The Gowrie Conspiracy; engraving by Jan Luyken (1649-1712).Wikimedia Commons

One of the articles in this volume was by Jenny Wormald, which Steven and I helped her finish in her dying days. Off the back of that I was invited by Birlinn to create the definite work on Wormald’s research on James VI, to which I added postscripts on James’ sexuality, the culture of court, and the overall picture of James in the twenty first century. This book sets down the key intellectual debates on the first king of Great Britain and helps reinforce Jenny’s reimagining of James the first of England as a distinctly Scottish monarch.

  • 2020 with Michael Pearce, ‘King James VI’s English Subsidy and Danish Dowry Accounts 1588-96’, Miscellany of the Scottish History Society XVI, pp. 1-94.

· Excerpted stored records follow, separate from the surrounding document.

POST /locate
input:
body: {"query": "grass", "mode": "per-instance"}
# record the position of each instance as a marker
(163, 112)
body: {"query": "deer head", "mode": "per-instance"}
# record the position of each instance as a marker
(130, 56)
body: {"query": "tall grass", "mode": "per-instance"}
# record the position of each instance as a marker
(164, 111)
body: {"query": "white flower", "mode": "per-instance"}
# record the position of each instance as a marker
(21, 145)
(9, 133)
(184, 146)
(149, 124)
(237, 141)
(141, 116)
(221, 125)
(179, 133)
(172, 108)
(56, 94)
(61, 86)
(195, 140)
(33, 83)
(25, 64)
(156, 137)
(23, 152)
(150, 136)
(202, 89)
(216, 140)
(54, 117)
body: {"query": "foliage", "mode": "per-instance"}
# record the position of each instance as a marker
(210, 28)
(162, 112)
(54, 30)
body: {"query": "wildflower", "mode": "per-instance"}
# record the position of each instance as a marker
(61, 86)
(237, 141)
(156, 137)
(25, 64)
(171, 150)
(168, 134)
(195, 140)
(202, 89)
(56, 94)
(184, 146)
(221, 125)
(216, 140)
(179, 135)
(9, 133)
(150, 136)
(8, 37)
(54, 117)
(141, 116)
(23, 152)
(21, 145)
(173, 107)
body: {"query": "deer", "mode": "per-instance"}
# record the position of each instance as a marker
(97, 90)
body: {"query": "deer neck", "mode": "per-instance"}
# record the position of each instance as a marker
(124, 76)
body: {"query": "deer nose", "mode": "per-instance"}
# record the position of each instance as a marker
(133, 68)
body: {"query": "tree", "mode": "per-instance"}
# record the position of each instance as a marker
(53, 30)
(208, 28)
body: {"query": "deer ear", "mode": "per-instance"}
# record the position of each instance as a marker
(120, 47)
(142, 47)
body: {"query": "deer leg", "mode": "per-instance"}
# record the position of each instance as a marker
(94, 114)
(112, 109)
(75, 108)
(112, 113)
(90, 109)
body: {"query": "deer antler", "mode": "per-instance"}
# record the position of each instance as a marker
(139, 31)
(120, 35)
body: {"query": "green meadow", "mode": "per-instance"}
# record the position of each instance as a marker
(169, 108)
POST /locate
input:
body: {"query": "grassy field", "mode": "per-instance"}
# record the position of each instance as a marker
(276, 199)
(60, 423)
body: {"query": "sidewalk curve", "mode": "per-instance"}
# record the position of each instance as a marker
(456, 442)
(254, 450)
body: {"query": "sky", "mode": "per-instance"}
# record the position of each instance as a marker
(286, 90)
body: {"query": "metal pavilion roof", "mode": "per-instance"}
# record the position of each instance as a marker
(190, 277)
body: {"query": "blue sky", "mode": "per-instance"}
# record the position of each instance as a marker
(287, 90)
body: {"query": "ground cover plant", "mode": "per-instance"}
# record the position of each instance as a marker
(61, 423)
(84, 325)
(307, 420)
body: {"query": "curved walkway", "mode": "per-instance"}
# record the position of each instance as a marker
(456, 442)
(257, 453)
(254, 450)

I’ve also look at some of the nuts-and-bolts mechanics of King James VI’s government. Specifically, with the historian Michael Pearce I’ve published on the royal expenditure relating to James VI’s voyage to Denmark in 1589, for which the Earl Marischal was ambassador. These accounts of James’ daring adventure to retrieve his bride, Anna of Denmark, are fascinating sources for the practicalities of fitting out of his ship and James’ generosity while abroad. The wider importance of these accounts, beyond the interesting nuggets of detail, is as a tool for getting to grips with James’ finances. James is usually considered to be financially illiterate and these accounts don’t dispel that – he spent money without hesitation, but these show what he was spending money on – necessary royal largess, a key means to express status, buy loyalty, and maintain power. They also show how he got away with such over spending – by burdening his loyal treasury staff until they broke and he replaced them.